This fall has brought near-record-setting warm temperatures, according to meteorologist Alan Smith. That’s curbed typical snowmaking efforts. The warm temperatures are a trend in the Rocky Mountain West. A report from research nonprofit Climate Central shows that since 1970, Teton County’s average fall temperatures have warmed 3.1 degrees Fahrenheit. 

“So we’ve certainly had slow starts to winter,” Wilsted said, “This one seems particularly slow.
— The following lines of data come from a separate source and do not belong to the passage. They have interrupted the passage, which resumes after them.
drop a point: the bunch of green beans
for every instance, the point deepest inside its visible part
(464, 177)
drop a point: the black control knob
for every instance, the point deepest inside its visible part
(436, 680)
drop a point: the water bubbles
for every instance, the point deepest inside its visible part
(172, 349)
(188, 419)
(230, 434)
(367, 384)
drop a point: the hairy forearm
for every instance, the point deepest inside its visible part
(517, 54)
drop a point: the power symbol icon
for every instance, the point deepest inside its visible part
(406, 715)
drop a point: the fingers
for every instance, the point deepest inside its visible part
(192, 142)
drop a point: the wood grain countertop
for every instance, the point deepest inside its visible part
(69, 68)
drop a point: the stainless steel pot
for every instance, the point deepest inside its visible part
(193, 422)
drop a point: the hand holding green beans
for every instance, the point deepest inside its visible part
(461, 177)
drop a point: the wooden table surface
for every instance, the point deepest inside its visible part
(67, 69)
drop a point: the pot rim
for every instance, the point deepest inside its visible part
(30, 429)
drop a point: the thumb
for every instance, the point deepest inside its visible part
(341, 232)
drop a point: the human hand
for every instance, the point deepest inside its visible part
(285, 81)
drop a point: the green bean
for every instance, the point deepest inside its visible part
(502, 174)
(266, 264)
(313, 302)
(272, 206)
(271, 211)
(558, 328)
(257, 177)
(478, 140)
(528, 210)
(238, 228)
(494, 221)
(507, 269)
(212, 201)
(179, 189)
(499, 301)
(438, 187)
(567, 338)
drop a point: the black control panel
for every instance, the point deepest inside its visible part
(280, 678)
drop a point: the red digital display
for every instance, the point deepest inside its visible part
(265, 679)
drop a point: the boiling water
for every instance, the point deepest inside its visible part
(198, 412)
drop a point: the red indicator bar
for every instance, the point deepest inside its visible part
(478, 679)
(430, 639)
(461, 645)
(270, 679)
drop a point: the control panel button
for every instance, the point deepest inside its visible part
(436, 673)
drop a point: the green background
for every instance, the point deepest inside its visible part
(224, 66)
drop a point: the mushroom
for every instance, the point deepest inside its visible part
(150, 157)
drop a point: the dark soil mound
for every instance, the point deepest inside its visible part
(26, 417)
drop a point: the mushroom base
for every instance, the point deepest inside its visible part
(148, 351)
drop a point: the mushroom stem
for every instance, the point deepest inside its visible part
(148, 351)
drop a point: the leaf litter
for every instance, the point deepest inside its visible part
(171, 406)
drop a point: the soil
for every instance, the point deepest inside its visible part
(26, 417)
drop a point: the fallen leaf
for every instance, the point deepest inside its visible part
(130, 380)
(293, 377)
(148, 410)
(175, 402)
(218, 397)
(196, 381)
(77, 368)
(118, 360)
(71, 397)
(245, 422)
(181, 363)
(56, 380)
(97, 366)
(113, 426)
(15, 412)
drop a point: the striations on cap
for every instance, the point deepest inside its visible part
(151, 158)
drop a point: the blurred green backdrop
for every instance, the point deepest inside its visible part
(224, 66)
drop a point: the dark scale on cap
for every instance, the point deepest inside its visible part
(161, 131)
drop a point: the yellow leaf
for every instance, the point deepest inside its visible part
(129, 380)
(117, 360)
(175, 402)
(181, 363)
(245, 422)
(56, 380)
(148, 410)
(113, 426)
It seems like it’s really across the West, from Montana to Colorado to Idaho and Wyoming.”

University of Wyoming experts have warned that climate change could mean less snow.

The decision to delay opening days temporarily halts lodging sales, forces credited or refunded tickets and pushes back some employee start dates at Snow King, Jackson Hole and Grand Targhee Resorts.

Still, they’ve seen this before. Grand Targhee Resort was last delayed opening in 2021. Jackson Hole last delayed in 2016 and Snow King in 2023.

“It’s always a bummer to not have skiers up here before Thanksgiving like we normally do,” Wilsted said, “but ski resorts are prepared to weather this kind of storm and we know that winter’s just around the corner.”

Three-month forecasts show below-average temperatures and above-average snow due to La Niña weather patterns for most of winter, though Smith says those patterns are “weak.”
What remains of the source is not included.